The way stories critical of some, uhm, vaguely important developments in China
regularly get flagged off the front page, while utter fluff about China
winning some "race" or other being on the front page every second day is quite
something. I don't know what the karma threshold is for flagging stories, but
it sure isn't 17000. Of course, as that article notes:

> David Wertime of Foreign Policy argued that the narrative where a large army
> of paid Internet commentators are behind China's poor public dialogue with
> its critics is "Orwellian, yet strangely comforting". Rather, many of the
> Chinese netizens spreading nationalist sentiment online are not paid, but
> often mean what they say.

Either way, shill or useful idiot [1] or just independent nonthinker; it's
still poor dialogue, as a result of poor reasoning and/or underdeveloped
empathy, in defense of abominable practices -- and if someone can shrug off
people being put into camps, they can shrug off being called names.
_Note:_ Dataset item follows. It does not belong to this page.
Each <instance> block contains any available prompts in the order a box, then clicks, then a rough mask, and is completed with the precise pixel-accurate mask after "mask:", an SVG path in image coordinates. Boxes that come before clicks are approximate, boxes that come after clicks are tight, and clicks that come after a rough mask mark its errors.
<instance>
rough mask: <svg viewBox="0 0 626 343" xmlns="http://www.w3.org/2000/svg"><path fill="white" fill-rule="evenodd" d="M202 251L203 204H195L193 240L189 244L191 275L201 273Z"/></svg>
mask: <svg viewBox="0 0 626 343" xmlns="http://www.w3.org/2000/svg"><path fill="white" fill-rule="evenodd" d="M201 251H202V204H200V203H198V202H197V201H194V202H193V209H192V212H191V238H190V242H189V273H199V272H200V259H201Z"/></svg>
Again,
this didn't even happen here, but _even if it had happened_.. not that I find
that constructive, of course it's also destructive and poor, talking about how
"the shills are out" is totally useless and more toxic than shitty arguments I
can at least disagree with -- but I still reject your claim that that'd be
"offensive". Maybe for you, my priorities are vastly different.

[1]
[https://en.wikipedia.org/wiki/Useful_idiot](https://en.wikipedia.org/wiki/Useful_idiot)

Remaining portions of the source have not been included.